En filigrane se profile d’ailleurs ce que c’est d’être Juif, quand ce destin est celui des Juifs d’Europe Centrale militants et révolutionnaires, pour qui Juif n’était pas autre chose. Comme si d’être désigné à la persécution, ou à l’oppression (en même temps que cela faisait lever la révolte) au lieu de donner l’esprit de clocher et de religion, prescrivait d’incarner cette révolte dans une conscience qui était celle d’un « tous », d’époque certes, mais qui indique assez qu’il y en a dans chaque. C’est ce refus du particularisme, fut-il celui des victimes, qui fait aussi la grandeur de ces hommes dont la figure militante était l’universalité.

Ainsi, loin d’avoir été mû par la nécessité, celle de la persécution ou celle du PCF, les hommes de la M.O.I. emportent avec eux un des choix les plus libres qui fût.

C’est à la nécessité que les hommes de la M.O.I. résistent encore. Pas assez fait, pas assez fait, j’aille fait davantage, dit Monsieur Mitzflicker. C’est l’avoir fait, cette décision que l’on tente d’aveugler sous le réseau des faits et des hypothèses.
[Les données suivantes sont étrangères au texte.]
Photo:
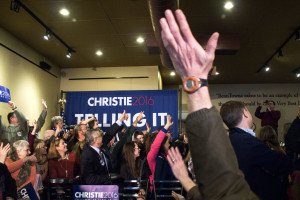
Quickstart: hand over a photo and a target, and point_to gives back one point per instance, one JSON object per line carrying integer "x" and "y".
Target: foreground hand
{"x": 32, "y": 158}
{"x": 177, "y": 196}
{"x": 44, "y": 104}
{"x": 188, "y": 56}
{"x": 11, "y": 104}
Un l’avoir fait que ces hypothèses, confirmées un jour ou non, ces faits ordonnés un jour ou non, n’éclaireront pas autrement. Car qu’il ait fallu faire, qu’ils l’aient décidé est le coeur de ce que les Résistants prononcent au sujet de leur action. Et je ne plaide pas ici pour une ignorance des matières et des moyens au profit d’un légendaire admiratif. Des héros, il suffit qu’il y en ait eu, si étrangers qu’ils sont parmi nous. C’est de cela toujours dont il n’est pas parlé dès qu’on parle d’eux. De cette décision. « Ferai-je cela » est tout de même la question que murmure que les hommes de la M.O.I. l’aient fait.